Sunday, February 22, 2009

Pakistani kidnapped in Somalia; AU base attacked

Gunmen kidnapped a Pakistani agricultural expert in northern Somalia, officials said Sunday, and Islamic insurgents claimed to have carried out a suicide attack on an African Union peacekeeping base in the capital.

The Pakistani man was seized from his car 20 miles (30 kilometers) south of the port of Bossaso, said Muse Gelle, governor of the Bari region in Somalia's semiautonomous Puntland. He was traveling to a farming project where he was working, Gelle said.

The man's name and employer were not immediately known. The area is notorious for kidnappings and piracy in the Horn of Africa nation.

Separately, insurgents in Somalia's restive capital, Mogadishu, said they attacked an AU peacekeeping base there with a suicide attack.

"Our fighters have carried out two suicide attacks on the infidels in Mogadishu, inflicting heavy losses," said al-Shabab spokesman Sheik Muktar Robow.

But peacekeeping spokesman Bahoku Barigye denied the report, saying it was just a mortar attack.

There was no immediate word on casualties.

Somalia has not had a functioning government since 1991.

The AU peacekeeping force in Mogadishu has a restricted mandate to guard key government installations in the two years it has been here. It has not been involved in fighting Islamic militants in the capital, battles that have killed thousands of civilians over the past two years. But hardline groups still view the peacekeepers as an occupying force.

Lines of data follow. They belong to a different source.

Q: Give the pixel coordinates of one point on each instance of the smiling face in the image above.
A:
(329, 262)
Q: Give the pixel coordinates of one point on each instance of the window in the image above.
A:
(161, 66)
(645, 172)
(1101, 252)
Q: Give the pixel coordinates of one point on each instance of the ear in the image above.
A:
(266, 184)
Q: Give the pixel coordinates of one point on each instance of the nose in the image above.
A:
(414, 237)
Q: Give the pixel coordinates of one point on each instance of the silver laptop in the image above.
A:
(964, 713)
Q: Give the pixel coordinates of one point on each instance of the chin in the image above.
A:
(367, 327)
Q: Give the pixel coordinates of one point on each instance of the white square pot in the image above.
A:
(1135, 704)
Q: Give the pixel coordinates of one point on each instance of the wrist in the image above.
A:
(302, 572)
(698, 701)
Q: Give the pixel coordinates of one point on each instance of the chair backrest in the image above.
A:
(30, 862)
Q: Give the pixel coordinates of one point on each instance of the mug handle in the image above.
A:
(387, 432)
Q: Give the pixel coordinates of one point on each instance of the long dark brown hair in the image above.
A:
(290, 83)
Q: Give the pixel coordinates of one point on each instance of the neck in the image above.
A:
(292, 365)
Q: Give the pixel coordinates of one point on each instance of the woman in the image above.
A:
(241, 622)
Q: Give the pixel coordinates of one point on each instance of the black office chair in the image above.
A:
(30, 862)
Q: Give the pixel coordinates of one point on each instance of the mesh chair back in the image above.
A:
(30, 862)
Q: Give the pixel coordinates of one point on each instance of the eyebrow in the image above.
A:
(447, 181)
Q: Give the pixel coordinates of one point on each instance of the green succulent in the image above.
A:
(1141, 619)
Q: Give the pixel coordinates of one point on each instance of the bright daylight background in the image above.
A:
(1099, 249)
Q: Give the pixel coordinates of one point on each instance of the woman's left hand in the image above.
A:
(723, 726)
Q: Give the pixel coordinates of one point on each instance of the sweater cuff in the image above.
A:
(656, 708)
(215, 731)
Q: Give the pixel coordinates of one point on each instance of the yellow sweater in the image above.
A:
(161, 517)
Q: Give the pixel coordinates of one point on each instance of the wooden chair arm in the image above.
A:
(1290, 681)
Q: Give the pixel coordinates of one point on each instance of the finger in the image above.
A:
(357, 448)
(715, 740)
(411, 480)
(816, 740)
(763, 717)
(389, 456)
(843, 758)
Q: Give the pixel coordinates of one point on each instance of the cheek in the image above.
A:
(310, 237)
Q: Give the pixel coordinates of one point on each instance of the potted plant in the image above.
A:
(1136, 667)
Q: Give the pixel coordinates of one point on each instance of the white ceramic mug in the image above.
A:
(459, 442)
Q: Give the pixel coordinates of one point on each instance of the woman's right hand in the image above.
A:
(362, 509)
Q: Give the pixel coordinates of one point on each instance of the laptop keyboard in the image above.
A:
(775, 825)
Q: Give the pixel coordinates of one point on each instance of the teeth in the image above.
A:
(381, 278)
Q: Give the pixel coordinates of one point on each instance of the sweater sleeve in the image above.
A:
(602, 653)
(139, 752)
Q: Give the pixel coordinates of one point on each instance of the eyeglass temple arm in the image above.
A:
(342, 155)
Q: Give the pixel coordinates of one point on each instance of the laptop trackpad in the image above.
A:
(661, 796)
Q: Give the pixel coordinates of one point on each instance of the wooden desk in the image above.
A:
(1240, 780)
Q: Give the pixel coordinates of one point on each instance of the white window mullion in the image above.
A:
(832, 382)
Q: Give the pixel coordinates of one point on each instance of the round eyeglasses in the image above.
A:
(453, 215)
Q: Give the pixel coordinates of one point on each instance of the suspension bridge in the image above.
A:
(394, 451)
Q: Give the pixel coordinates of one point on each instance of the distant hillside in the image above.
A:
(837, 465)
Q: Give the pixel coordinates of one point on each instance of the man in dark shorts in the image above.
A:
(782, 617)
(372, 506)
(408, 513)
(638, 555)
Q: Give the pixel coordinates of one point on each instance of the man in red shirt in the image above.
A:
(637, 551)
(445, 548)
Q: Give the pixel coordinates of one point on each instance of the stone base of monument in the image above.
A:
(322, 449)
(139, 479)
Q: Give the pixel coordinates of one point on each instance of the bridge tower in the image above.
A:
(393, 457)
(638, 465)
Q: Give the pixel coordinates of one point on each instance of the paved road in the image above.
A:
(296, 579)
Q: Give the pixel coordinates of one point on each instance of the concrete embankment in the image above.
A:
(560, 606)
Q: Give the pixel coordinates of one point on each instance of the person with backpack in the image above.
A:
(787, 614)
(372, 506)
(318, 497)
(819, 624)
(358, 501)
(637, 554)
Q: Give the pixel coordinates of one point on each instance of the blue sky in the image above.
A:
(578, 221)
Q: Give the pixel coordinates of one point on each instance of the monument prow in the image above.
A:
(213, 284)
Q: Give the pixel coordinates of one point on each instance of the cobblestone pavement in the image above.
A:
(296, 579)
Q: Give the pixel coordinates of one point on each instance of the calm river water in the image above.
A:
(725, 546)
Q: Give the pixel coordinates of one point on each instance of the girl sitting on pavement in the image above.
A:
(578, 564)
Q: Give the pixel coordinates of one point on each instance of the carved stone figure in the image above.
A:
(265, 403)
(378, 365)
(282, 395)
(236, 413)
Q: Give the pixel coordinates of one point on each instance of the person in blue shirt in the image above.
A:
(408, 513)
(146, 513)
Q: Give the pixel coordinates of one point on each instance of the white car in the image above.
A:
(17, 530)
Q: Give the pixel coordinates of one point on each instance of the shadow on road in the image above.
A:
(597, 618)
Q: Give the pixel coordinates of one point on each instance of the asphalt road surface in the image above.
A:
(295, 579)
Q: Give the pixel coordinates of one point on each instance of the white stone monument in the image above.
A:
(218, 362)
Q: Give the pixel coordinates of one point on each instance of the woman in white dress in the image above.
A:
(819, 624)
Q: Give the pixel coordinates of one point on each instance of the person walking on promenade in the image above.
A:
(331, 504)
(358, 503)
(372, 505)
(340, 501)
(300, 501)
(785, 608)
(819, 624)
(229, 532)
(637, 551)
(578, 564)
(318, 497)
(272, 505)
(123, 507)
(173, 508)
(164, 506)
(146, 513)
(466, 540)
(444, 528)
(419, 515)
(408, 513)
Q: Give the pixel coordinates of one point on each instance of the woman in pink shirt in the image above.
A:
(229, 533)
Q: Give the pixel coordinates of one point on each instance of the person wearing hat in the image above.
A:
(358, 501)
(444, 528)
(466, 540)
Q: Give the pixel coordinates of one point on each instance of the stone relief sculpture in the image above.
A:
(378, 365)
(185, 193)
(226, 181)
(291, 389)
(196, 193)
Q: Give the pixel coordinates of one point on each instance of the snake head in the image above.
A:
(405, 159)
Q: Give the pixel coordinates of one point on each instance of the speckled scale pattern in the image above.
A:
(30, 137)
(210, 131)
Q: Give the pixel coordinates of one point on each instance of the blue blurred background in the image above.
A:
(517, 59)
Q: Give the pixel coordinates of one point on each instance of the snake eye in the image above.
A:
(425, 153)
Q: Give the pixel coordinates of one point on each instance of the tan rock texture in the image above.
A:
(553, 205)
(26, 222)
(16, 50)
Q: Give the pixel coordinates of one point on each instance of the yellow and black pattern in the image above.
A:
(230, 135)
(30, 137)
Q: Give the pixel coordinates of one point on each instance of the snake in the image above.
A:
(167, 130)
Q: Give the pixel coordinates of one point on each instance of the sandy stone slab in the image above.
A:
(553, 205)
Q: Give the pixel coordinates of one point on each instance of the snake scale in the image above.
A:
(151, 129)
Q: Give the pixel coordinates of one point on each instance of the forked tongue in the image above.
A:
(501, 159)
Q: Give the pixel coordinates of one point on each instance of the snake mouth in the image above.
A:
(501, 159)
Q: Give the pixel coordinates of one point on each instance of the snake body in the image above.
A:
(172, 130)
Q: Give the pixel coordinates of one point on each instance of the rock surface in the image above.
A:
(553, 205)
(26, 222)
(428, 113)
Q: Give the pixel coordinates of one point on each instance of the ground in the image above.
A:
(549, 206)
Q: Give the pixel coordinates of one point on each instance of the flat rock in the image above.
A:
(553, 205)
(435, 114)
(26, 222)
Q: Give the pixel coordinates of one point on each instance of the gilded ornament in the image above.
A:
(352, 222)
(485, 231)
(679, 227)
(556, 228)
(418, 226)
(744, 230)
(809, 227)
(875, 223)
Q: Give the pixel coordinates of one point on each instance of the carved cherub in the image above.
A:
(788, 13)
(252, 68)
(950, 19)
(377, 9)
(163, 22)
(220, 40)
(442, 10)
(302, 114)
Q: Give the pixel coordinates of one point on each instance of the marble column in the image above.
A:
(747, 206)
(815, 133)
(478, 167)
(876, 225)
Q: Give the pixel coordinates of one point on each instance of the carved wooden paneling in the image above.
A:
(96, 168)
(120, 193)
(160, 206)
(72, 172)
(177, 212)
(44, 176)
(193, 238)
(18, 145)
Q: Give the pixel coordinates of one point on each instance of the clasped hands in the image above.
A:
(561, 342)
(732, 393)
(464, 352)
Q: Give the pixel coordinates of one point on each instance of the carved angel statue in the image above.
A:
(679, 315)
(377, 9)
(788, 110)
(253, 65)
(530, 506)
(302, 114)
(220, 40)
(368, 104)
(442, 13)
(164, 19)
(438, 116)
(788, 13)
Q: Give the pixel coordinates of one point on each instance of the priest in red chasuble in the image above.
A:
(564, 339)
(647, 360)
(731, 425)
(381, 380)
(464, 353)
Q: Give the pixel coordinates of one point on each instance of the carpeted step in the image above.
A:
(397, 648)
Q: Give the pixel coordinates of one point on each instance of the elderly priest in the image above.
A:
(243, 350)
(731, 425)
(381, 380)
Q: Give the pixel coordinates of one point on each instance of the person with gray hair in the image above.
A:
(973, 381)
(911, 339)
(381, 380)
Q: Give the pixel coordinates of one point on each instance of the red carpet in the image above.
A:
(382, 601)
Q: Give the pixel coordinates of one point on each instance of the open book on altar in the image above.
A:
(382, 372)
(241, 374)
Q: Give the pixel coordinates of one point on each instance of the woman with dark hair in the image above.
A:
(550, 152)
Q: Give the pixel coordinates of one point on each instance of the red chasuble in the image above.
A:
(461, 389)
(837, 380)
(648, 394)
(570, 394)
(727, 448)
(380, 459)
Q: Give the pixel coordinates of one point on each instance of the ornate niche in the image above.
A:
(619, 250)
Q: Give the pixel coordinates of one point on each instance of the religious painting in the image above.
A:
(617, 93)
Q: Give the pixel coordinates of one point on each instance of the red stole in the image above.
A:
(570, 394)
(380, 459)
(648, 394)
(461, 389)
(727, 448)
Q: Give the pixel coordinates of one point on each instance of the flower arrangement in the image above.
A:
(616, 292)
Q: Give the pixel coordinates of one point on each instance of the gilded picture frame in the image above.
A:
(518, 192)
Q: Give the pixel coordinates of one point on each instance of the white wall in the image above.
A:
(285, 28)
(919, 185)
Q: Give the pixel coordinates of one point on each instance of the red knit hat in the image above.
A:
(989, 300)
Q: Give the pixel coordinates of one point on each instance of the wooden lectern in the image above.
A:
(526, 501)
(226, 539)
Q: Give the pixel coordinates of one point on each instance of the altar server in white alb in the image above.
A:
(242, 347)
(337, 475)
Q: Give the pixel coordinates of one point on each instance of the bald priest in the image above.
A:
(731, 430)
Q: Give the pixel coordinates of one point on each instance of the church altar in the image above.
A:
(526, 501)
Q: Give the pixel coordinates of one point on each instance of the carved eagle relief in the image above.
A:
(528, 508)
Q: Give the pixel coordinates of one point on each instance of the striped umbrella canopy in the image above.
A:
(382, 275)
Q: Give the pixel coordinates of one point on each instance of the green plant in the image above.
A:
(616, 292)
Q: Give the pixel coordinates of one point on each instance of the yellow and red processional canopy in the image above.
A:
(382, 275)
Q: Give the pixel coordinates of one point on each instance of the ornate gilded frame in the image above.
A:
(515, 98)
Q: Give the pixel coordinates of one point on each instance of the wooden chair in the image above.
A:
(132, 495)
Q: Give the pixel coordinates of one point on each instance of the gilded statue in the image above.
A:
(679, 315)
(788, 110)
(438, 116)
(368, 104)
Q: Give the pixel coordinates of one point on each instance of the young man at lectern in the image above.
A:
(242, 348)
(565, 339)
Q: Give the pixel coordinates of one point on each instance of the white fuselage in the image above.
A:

Al-Shabab, an extremist Islamic group, has threatened to focus its attacks on AU troops now that Ethiopian troops, who had been on a two-year deployment, have left Mogadishu.

The U.S. State Department considers al-Shabab a terrorist organization linked to al-Qaida, something the group has denied.

Somalia's government controls virtually no territory in this unstable nation.

A former soldier, rebel and warlord named Abdullahi Yusuf resigned as president in December after failing to pacify the country during his four-years as president.

A moderate Islamist leader, Sheikh Sharif Sheikh Ahmed, was elected by parliament and observers hope he will bring many of Somalia's Islamic factions into a more inclusive government.

Ahmed was chairman of the Islamic Courts Union that ran Mogadishu for six months in 2006 before Ethiopian soldiers drove them from power.